Closing Thoughtsedit

This section covered a lot of ground, and a lot of deeply technical issues. Aggregations bring a power and flexibility to Elasticsearch that is hard to overstate. The ability to nest buckets and metrics, to quickly approximate cardinality and percentiles, to find statistical anomalies in your data, all while operating on near-real-time data and in parallel to full-text search—these are game-changers to many organizations.

It is a feature that, once you start using it, you’ll find dozens of other candidate uses. Real-time reporting and analytics is central to many organizations (be it over business intelligence or server logs).

But with great power comes great responsibility, and for Elasticsearch that often means proper memory stewardship. Memory is often the limiting factor in Elasticsearch deployments, particularly those that heavily utilize aggregations. Because aggregation data is loaded to fielddata—and this is an in-memory data structure—managing efficient memory usage is important.
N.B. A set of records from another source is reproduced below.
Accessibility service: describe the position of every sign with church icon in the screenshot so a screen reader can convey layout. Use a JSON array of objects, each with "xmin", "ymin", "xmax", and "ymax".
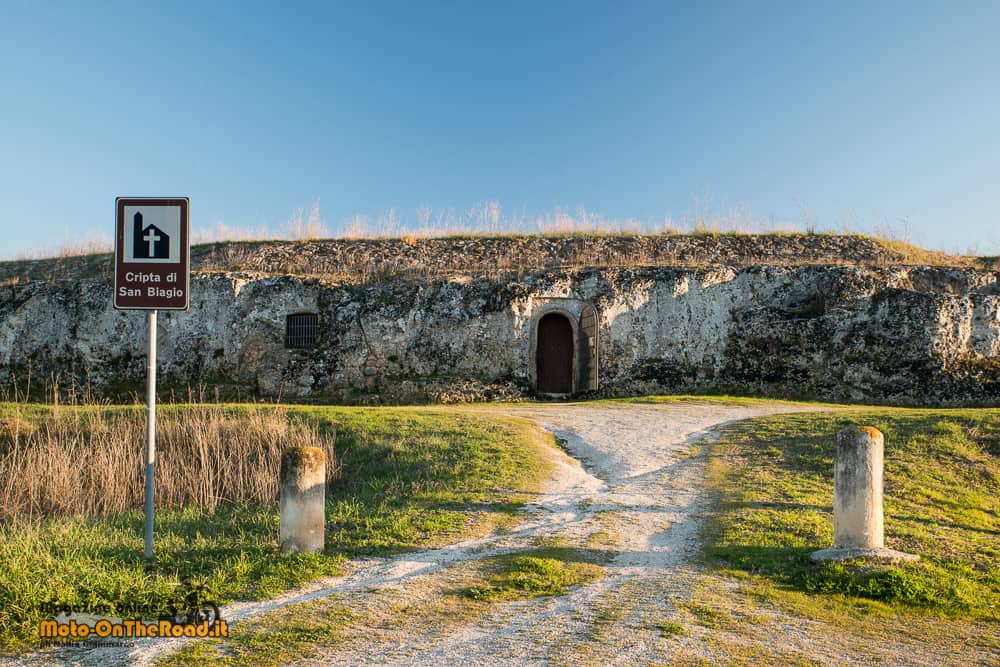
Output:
[{"xmin": 114, "ymin": 197, "xmax": 190, "ymax": 310}]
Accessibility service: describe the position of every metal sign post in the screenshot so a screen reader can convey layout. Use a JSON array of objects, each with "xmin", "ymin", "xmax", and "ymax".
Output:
[
  {"xmin": 113, "ymin": 197, "xmax": 190, "ymax": 562},
  {"xmin": 144, "ymin": 309, "xmax": 157, "ymax": 561}
]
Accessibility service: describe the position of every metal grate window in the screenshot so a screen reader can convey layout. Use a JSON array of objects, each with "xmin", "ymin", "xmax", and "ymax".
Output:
[{"xmin": 285, "ymin": 313, "xmax": 319, "ymax": 349}]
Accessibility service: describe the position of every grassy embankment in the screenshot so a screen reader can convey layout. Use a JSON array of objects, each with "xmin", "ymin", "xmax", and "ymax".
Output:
[
  {"xmin": 703, "ymin": 408, "xmax": 1000, "ymax": 622},
  {"xmin": 0, "ymin": 402, "xmax": 554, "ymax": 651}
]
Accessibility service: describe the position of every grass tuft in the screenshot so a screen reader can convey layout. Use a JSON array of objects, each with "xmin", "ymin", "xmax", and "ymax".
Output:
[
  {"xmin": 655, "ymin": 619, "xmax": 685, "ymax": 636},
  {"xmin": 461, "ymin": 550, "xmax": 604, "ymax": 602}
]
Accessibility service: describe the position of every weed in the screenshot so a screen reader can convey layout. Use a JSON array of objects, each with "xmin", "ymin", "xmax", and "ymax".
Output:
[{"xmin": 160, "ymin": 598, "xmax": 353, "ymax": 667}]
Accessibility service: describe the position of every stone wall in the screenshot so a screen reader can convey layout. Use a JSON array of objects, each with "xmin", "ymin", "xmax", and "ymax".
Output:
[{"xmin": 2, "ymin": 262, "xmax": 998, "ymax": 405}]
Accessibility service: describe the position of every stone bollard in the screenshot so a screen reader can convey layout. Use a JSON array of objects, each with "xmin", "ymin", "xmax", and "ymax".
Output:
[
  {"xmin": 811, "ymin": 426, "xmax": 917, "ymax": 563},
  {"xmin": 834, "ymin": 425, "xmax": 885, "ymax": 550},
  {"xmin": 279, "ymin": 446, "xmax": 326, "ymax": 554}
]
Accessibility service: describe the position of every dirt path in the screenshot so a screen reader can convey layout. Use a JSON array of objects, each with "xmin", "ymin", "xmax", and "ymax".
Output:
[{"xmin": 12, "ymin": 402, "xmax": 992, "ymax": 666}]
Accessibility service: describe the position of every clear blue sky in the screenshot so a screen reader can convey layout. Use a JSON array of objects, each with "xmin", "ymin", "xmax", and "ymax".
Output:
[{"xmin": 1, "ymin": 1, "xmax": 998, "ymax": 258}]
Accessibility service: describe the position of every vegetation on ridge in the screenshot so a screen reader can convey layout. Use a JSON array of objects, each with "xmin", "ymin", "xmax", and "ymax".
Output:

The management of this memory can take several forms, depending on your particular use-case:

  • At a data level, by making sure you analyze (or not_analyze) your data appropriately so that it is memory-friendly
  • During indexing, by configuring heavy fields to use disk-based doc values instead of in-memory fielddata
  • At search time, by utilizing approximate aggregations and data filtering
  • At a node level, by setting hard memory and dynamic circuit-breaker limits
  • At an operations level, by monitoring memory usage and controlling slow garbage-collection cycles, potentially by adding more nodes to the cluster

Most deployments will use one or more of the preceding methods. The exact combination is highly dependent on your particular environment. Some organizations need blisteringly fast responses and opt to simply add more nodes. Other organizations are limited by budget and choose doc values and approximate aggregations.

Whatever the path you take, it is important to assess the available options and create both a short- and long-term plan. Decide how your memory situation exists today and what (if anything) needs to be done. Then decide what will happen in six months or one year as your data grows. What methods will you use to continue scaling?

It is better to plan out these life cycles of your cluster ahead of time, rather than panicking at 3 a.m. because your cluster is at 90% heap utilization.